Douglas was attracted by this paradox, which strikes a fine balance between two different disease states. He thinks an overactive stress response may lie at the heart of so-called cancer stem cells, which evade therapy, remain quiescent, and then emerge years later as a more aggressive cancer.
“Most cancer treatments, be it resection or chemotherapy remove most of the tumor,” he says, “but you might have remnants of it sticking around. We think targeting the stress response would be a good way to prevent any relapse of the disease.”
He envisions a gene-therapy treatment that might alter the genome of just the cancer cells, removing a key component of their stress-response mechanism. “We’re still in the infancy of using gene therapy to treat disease,” he says, “but in theory you could get one infusion and it would change the genome of that cancer. And you would not need to go back.”
He says if the gene-therapy idea doesn’t pan out, there are still ways to use gene-editing technology, “to not necessarily edit your genome, but target and silence the gene.” In this case, the treatment wouldn’t be a lifelong fix, and patients would have to go in from time to time as part of a regular regimen. But if it works, it would keep them cancer-free without side effects.
The key to avoiding side effects is that although the gene is present in all cells, it’s only activated during early embryonic development or cancer, while remaining silent in mature cells.
Douglas is also looking at the links between cellular response to stress and both glioblastoma and recovery from traumatic brain injury—in the one case, involving over-proliferation of brain cells and in the other, brain cell death.

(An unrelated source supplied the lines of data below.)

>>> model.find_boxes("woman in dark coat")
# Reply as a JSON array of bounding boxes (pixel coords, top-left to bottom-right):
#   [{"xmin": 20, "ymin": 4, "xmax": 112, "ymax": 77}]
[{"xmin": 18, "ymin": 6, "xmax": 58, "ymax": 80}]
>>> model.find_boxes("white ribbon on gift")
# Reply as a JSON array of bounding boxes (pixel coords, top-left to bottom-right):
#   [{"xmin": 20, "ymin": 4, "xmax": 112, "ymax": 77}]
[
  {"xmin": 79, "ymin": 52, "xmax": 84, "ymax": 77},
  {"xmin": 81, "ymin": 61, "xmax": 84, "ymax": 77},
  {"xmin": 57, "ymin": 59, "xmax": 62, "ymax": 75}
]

He has received nearly $2 million in follow-on funding, including from the National Institutes of Health, the American Federation of Aging Research, and the Texas Institute of Brain Injury Research.
“I’m appreciative and grateful that CPRIT gave me the opportunity to do this research,” he says, adding that it allowed him to take a multidisciplinary approach and take advantage of “amazing” facilities at UT Southwestern.
Douglas received his undergraduate degree in biochemistry from the University of Colorado and his Ph.D. in cell & developmental biology from the University of North Carolina School of Medicine. He was a postdoctoral fellow at the Salk Institute for Biological Studies in La Jolla, Calif., and moved with his advisor to UC Berkeley in 2012.